Contempler (qui veut dire « ouvrir le temple »), c'est ce moment où nous n'avons plus d'action en nous et en dehors. Nous laissons le cours des choses défiler, et nous cessons de faire quoi que ce soit. Cet état est particulièrement perturbant puisqu’il nous plonge dans une sorte de sensation de « ne pas être ». On pourra même presque se sentir décontenancé, se voir « s'abandonner » sans savoir à quoi ni à qui. Cela provoque des réactions, des résistances bien naturelles pour l'ego qui ne comprend pas ce qui se passe dans ces moments-là.

En œuvrant ainsi, on se purifie, on lave notre cœur, notre être, et on avance toujours plus loin vers la paix. L'acte de contemplation est en réalité le résultat, la conséquence logique de cette purification qui s'opère. Plus nous nous effondrons intérieurement, plus nous acceptons de « prendre de la distance » avec cette agitation qui nous habite. Au terme de ce travail, nous pouvons parler de contemplation, car nous changeons d'état. En suivant cela, nous nous rapprochons toujours plus du royaume des cieux, de la demeure divine, donc de notre conscience.
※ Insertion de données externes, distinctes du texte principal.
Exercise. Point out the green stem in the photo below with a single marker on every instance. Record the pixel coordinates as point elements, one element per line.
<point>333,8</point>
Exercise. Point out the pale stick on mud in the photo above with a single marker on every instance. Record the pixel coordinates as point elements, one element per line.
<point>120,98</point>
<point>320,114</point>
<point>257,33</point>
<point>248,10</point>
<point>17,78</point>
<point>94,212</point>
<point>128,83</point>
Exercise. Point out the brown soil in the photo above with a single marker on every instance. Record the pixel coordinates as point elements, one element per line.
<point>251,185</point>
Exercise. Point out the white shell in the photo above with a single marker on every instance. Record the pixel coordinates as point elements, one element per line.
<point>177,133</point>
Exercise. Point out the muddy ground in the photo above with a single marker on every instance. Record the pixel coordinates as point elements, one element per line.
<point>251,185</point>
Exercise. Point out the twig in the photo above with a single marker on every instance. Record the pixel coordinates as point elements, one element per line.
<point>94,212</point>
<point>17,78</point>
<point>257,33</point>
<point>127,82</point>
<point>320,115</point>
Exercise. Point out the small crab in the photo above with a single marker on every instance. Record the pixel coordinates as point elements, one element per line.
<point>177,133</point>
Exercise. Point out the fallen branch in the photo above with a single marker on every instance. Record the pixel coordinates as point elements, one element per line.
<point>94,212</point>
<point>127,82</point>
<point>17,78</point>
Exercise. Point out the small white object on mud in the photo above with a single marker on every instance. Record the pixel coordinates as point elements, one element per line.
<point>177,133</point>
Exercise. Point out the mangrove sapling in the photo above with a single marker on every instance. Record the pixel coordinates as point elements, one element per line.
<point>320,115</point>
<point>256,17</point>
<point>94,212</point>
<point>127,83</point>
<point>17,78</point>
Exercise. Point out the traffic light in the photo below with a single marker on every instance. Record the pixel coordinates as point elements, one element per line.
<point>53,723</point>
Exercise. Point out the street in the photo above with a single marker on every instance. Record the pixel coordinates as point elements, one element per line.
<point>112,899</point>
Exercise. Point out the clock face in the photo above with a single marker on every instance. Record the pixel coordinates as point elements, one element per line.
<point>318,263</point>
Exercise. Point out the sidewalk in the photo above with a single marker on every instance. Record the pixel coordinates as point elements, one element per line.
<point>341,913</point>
Ainsi l’Évangile selon Matthieu le disait (chapitre 16, verset 24) : « Alors Jésus dit à ses disciples : Si quelqu'un veut venir après moi, qu'il renonce à lui-même [...] ». Nous devons renoncer à nous-même, c'est-à-dire à notre ego. Renoncer ne veut pas dire détruire ! N'entendez pas ce qui n'est pas dit ! Cette parole veut dire simplement que si nous sommes désireux de découvrir la lumière, nous devons alors investir notre énergie à naviguer vers elle. Alors que celui qui vit dans l'ego investit son énergie à vouloir exister, à vouloir posséder, à voir, etc (et celui-là s'enferme toujours plus, et donc ne peut s'ouvrir au niveau du cœur).

A terme de ce processus de purification, quand l'agitation cesse, la lumière nous amène doucement vers elle : « […] En agissant, la grâce commence par précipiter qui la reçoit dans le vide ou ce que l'on appréhende comme tel lorsque l'agitation a pris fin. En effet, la grâce est infiniment délicate, elle pénètre de façon trop intime, trop silencieuse pour qu'on la décèle » (Lilian Silburn – Le vide, le rien, l'abîme).

La galaxie NGC 4303

Conclusion :

La voie Mystique qui conduit par la grâce divine à ce vide qui n'en est pas un, est une voie bien particulière qui au demeurant n'est pas si inadaptée que cela à notre époque actuelle. En effet, elle est simple, épurée de tout rituel, de tout système de croyance, de toute méthode d'accès, etc. Il n'y a qu'une chose à faire, s’asseoir et contempler. Si elle peut sembler difficile pour les occidentaux, c'est uniquement parce qu'ils se sont oubliés dans le mental et dans les joies de la masturbation intellectuelle.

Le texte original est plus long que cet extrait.